Илейка пришел в негодование:
— Боярин, ты меня не зли. А найдешь мне на ночь девку?
— Потоньше али потолще, с пуховыми грудями? У меня такая есть.
Илейка хмыкнул:
— Дюже ладная дочка у князя Бахтерова. — Он махнул на вышедшую из храма рослую, светлоокую, соломенноволосую, молоденькую девицу.
— Я смотрю, у тебя губа не дура.
— Ну чтобы по чину. Пущай знают, что я — царевич.
— А если не объявится Димитрий, то будешь и царем.
Илейка выпятил губы и вздернул плечи:
— У меня не рыпнутся. Я всех приберу к рукам!
Вечером, собрав все рыцарство, тех, кто шел против Шуйского, в зале воеводского дворца, Шаховской держал речь:
— Вот перед вами сын Феодора Иоанныча, стало быть, племянник царю Димитрию — царевич Петр!{18}
Илейка в княжеской епанче и в мурмолке с алмазным знаком оскалился, должно быть желая придать себе значимость княжеского достоинства.

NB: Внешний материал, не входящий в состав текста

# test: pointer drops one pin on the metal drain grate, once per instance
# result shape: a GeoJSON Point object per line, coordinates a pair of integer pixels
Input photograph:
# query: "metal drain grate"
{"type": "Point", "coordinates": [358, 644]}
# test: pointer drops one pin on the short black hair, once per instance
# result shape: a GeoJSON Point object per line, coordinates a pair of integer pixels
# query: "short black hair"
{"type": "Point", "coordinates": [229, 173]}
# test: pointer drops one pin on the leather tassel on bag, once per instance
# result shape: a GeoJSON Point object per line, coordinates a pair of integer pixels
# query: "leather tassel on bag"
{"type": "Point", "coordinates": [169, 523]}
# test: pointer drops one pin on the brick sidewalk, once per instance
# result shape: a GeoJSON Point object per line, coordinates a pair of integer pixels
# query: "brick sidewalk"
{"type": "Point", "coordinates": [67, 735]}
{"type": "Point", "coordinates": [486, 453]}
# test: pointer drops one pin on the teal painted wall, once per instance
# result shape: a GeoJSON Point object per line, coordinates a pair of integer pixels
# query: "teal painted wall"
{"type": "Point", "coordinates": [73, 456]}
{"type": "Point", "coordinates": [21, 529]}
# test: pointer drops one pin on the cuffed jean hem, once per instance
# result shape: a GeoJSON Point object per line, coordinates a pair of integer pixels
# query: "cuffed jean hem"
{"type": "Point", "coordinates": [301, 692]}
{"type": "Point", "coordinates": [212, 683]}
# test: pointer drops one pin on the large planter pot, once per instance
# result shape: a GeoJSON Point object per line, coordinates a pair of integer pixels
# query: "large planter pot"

— А посему, господа, подымем кубки за его здравие! А не заявится Димитрий, то быть ему, великому князю, нашим государем!
…Дня через три в Путивль вошли запорожцы во главе с атаманом, съедавшим разом половину барана и выпивавшим горилки столько, что можно было свалить пятерых, и с таким необъятным торсом, что едва пролазил в дверь. Князь Долгорукий, тоже не из слабых — у самого была воловья сила, подивился:
— Не перевелись еще казаки!
— Мабудь не переведутся, — пророкотал атаман, — ежели выставите горилку. Мы, господа панове, изрядно замерзли, чтоб мне издохнуть, коли брешу.
— Сейчас подадут. Идем под знаменем царевича Петра на подмогу Болотникову. Завтра на рассвете выступим, — сказал Шаховской.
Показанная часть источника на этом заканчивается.